Allora, una domanda sorge spontanea: Karin Slaughter ha voluto ispirarsi a “Dieci piccoli indiani” di Agatha Christie oppure al libro di Gaston Leroux “Il mistero della camera gialla”? Ed ecco di nuovo il problema principale: stiamo sempre parlando di quello che dovrebbe essere un thriller e non un giallo.
Prendiamo ad esempio “Dieci piccoli indiani” e riprendiamo un attimo il discorso dei personaggi. Come ben ricorderete (se avete letto uno dei più grandi capolavori di Agatha Christie) tutti i personaggi di questo libro sono al centro dell’attenzione, tutti sullo stesso piano, con la loro storia, i loro rancori e segreti.
In “Un motivo per mentire” si accenna costantemente ad un movente ma mai si approfondisce in maniera tale da poter avere uno spiraglio di intuizione! È vero, abbiamo una famiglia strana, non troppo legata e piena di scheletri nell’armadio ma questo non basta. Non servivano tutti questi personaggi per far funzionare la narrazione. Infatti, questa risulta rallentata proprio perché si è scelto di avere troppe teste da riempire.

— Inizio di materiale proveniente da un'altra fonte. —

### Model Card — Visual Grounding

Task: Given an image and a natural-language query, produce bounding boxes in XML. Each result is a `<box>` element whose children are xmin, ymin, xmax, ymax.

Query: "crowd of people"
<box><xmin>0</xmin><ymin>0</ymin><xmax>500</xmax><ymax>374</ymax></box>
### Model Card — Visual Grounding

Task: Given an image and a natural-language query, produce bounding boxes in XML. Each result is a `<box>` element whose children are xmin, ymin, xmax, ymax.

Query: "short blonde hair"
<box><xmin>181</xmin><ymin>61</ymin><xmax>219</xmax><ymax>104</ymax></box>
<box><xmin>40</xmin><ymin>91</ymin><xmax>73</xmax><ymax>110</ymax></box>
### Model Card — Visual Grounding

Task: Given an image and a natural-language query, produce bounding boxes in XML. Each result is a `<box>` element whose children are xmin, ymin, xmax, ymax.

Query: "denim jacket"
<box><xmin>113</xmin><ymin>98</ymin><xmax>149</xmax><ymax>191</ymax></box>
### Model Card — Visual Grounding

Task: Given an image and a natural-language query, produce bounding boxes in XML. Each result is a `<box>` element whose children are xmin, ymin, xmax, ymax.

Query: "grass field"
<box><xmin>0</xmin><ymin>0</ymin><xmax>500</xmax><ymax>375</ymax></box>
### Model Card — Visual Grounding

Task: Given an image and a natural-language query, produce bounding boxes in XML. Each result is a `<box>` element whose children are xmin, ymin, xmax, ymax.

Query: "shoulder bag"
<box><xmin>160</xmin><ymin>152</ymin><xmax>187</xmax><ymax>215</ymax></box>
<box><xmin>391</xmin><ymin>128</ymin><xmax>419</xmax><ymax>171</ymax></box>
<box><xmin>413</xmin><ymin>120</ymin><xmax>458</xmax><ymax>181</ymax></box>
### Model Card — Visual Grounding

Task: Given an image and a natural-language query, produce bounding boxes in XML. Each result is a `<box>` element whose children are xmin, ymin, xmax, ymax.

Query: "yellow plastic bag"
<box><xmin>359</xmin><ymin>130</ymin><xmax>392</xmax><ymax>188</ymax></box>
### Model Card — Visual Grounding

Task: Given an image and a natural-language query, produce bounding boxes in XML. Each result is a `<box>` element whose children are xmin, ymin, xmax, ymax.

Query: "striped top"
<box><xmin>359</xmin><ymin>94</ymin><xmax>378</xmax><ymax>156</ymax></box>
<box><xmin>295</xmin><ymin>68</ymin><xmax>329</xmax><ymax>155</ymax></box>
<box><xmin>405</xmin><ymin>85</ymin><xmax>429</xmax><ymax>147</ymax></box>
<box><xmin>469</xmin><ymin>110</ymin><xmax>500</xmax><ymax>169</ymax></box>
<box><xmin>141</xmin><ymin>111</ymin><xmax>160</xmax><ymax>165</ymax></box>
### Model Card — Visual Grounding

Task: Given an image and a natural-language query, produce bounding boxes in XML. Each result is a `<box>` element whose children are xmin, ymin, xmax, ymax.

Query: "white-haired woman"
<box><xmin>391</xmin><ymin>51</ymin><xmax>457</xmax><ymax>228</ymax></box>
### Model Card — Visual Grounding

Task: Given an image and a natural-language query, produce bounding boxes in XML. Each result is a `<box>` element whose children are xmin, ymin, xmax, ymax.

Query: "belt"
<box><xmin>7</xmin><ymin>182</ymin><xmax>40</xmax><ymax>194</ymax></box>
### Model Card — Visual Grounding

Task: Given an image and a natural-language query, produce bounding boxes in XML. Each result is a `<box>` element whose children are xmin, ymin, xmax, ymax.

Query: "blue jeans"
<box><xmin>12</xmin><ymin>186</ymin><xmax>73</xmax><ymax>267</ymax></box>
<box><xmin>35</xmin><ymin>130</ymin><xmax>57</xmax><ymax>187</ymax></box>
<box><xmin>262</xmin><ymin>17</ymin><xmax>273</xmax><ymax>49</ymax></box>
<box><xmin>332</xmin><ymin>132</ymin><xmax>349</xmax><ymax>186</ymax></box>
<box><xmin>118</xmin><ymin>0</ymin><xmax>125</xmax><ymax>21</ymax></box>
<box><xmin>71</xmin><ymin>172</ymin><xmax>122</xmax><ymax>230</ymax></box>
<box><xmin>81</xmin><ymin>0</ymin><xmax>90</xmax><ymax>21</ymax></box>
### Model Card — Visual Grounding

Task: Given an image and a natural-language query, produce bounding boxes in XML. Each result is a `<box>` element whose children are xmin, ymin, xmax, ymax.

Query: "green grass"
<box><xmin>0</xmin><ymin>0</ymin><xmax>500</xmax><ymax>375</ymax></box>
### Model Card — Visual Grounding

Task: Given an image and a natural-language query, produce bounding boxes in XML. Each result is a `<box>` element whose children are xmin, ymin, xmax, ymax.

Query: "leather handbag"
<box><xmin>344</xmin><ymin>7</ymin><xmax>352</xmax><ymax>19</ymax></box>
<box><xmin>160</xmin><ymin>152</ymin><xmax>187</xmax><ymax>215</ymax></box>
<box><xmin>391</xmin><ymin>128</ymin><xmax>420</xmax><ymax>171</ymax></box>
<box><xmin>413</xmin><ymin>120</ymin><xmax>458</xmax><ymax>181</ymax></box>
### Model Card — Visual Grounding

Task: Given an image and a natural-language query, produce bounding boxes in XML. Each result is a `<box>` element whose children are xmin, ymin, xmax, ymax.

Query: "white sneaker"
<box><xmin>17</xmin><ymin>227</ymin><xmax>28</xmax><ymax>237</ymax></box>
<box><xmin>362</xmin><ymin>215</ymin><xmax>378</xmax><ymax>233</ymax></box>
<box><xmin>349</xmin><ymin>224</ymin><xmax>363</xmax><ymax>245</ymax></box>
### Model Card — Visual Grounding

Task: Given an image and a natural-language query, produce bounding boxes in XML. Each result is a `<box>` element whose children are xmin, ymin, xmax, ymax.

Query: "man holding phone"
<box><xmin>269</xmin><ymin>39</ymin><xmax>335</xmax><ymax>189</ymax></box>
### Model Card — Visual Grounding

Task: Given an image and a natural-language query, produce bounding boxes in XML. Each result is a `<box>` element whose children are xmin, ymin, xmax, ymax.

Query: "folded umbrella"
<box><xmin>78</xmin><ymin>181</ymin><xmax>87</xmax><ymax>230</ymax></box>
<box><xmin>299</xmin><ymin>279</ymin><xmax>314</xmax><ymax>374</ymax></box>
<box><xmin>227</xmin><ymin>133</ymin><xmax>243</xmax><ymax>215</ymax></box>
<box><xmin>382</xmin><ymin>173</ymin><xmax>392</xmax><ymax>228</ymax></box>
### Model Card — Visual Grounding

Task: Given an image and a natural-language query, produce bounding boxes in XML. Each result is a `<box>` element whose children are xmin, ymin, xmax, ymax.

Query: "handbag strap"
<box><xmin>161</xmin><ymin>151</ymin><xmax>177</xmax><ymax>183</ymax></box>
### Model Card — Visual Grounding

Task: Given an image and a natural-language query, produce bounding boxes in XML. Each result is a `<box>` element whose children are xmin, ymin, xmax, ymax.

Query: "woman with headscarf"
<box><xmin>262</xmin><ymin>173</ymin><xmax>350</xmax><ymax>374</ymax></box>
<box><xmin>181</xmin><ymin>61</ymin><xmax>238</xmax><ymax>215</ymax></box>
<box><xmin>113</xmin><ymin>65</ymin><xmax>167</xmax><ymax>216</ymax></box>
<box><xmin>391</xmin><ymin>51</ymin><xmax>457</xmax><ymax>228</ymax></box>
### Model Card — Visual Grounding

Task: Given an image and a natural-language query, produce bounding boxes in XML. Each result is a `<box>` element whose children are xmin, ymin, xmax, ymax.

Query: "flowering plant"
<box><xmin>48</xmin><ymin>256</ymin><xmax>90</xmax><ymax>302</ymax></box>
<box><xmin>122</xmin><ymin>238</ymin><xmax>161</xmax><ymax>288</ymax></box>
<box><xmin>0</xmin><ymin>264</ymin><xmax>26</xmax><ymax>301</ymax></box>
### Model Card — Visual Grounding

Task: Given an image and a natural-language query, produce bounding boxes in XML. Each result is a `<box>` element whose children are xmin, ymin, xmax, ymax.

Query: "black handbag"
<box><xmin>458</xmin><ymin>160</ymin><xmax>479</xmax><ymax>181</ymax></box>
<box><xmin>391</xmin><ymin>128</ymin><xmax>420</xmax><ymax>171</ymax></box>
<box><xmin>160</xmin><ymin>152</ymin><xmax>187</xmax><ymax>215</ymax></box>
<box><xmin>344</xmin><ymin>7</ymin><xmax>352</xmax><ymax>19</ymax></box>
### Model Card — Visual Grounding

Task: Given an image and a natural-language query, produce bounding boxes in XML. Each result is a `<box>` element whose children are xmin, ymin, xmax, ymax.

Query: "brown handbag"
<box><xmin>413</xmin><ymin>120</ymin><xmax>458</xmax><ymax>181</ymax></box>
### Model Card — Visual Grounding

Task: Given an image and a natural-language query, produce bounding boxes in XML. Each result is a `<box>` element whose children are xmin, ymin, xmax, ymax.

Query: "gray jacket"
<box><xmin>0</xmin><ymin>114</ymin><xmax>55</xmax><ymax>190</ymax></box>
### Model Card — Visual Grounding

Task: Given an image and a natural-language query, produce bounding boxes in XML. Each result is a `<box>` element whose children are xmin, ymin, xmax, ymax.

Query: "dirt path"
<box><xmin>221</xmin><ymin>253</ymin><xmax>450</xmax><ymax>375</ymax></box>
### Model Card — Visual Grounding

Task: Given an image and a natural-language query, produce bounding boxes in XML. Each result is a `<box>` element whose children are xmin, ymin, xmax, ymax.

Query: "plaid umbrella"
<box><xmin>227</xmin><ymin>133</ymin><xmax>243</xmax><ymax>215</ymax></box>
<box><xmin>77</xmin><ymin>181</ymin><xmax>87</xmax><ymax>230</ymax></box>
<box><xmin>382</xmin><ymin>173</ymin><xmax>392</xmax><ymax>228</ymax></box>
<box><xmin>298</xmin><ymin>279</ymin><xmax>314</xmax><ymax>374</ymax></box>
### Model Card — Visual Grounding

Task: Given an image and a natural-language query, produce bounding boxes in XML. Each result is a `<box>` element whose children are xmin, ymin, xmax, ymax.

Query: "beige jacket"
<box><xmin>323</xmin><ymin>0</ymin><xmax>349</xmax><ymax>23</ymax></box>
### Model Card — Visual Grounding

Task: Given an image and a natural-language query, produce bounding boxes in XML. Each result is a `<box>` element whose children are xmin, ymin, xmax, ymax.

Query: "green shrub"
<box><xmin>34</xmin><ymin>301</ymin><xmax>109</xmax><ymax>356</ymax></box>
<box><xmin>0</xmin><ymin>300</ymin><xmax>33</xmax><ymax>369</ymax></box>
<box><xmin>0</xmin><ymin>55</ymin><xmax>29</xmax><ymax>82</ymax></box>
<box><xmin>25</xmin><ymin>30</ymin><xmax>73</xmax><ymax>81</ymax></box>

Un punto a favore, invece, è dato all’ambientazione. Il lettore si ritroverà immerso in un bosco che racchiude al suo interno un Lodge e una miriade di cottage. Come sfondo abbiamo un grande lago rischiarato solamente dalla luce lunare. L’assenza di connessione con la civiltà rende l’ambientazione molto cupa (almeno fino a metà libro) in grado di generare una leggera ansia.
Insomma, in conclusione posso dire che “Un motivo per mentire” di Karin Slaughter è un libro godibile ma al tempo stesso privo degli elementi fondamentali che dovrebbero tenere il lettore sul filo del rasoio. La prossima volta sarebbe meglio decidere tra giallo o thriller, senza fare un mix tra i due generi.